Niki Scevak, Startmate founder and coordinator, has suggested the Shiftr founders focus on getting the system working really well for a small group of workplaces, before opening it up publicly. As a result, the pair plan to tackle more McDonald’s restaurants and continue to develop the product. By the end of the program, the duo say they hope they can have their app working at at least half of the fast-food chain’s 700 outlets.
They’re considering taking a Yammer-style approach to rolling out elsewhere — get staff and managers onboard and use these initial ‘converts’ to convince corporate heads to buy-in. The idea is you give individual users the ability to sign up and use the platform for free, but if a company wants to claim their presence or access additional features, they’ll need to subscribe (this blog post explains the Yammer strategy).
“We’ll be trying to take a bottom-up approach,” says Dolejsky. “We want to get the managers raving, and we also want to open to the public.”
When the app first launched in April, Dean says he had to drive around to each fast-food outlet in Canberra and pick up a printed PDF version of the roster, take it back home and manually import all the shift information. He laughs, “it was pretty time consuming”. Thankfully, Dolejsky has now built a tool which can pull shift information from McDonald’s own rostering system, MeTime.
Dolejsky has been programming since he was young. Now 30, he’s spent the past few years in enterprise consulting, travelling around the world and working for large companies. The firm he started back home now employs five staff. He stayed with Dean in Canberra for a few months last year, after connecting in 2011 online. The pair had played around with a few different ideas before settling on Shiftr.
It’s still early days, but Shiftr plans to charge a monthly fee per site, depending on the number of staff. For a workplace with a hundred employees, the company is looking at charging somewhere between $20-$40 per month. The pair say the employers they have been speaking with say they often spend $300-$400 a month on text messages to employees. Alternatively, it can sometimes take 20 minutes on the phone to fill a shift.
“There are a number of bigger players, but their sales process is much bigger — they offer a whole platform doing rostering, invoicing, payroll.
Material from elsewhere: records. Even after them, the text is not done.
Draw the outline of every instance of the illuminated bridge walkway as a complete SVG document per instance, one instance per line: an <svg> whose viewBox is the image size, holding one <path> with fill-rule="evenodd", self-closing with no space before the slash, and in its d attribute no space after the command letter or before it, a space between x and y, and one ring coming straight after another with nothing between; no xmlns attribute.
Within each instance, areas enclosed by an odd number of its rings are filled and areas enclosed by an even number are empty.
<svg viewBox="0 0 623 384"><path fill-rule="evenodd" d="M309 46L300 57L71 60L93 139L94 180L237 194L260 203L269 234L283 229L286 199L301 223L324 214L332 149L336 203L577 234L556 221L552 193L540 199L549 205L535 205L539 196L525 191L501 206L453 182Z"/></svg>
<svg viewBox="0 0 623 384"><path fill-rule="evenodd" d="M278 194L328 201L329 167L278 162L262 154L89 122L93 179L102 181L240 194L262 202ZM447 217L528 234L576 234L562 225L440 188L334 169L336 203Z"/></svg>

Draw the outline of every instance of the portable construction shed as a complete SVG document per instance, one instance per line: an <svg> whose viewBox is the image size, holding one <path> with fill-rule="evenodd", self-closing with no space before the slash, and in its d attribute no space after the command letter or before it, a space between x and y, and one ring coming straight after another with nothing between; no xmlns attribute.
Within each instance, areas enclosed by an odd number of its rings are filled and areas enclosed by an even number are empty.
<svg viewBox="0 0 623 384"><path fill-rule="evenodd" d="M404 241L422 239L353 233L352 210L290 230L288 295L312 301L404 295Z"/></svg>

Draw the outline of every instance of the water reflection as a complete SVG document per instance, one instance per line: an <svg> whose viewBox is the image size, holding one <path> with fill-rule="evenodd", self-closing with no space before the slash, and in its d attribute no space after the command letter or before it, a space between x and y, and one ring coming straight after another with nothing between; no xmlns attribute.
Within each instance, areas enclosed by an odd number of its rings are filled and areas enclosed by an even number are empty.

We’re just trying to solve this specific problem,” says Dean.
As the primary business development resource, Dean is focussed on growing the number of users within existing workplaces, and pursuing new opportunities. Dolejsky jokes that Dean creates all the work, and he makes it happen. They have also brought on a third co-founder, Tomas Svoboda, a friend of Dolejsky’s.
Svoboda may join the pair in San Francisco, but for now the third co-founder enables the team to work around the clock. Dolejsky can check in at the end of the day, and Svoboda can take the reins and work through the night: well, that’s the plan at least.
So, why Startmate? Dean thinks the program will be most useful because of the mentoring. Having worked alone in Canberra, he knows it can be hard to hit goals without a co-located team. In terms of funding, he’d looked at a number of government programs but says the benefit wasn’t always clear.
“Cash is cheap,” he says. “Many of those programs only give cash but don’t offer much else. Now that we have the first version, we’re really focussed on trying to grow, and hopefully Startmate will help with that.”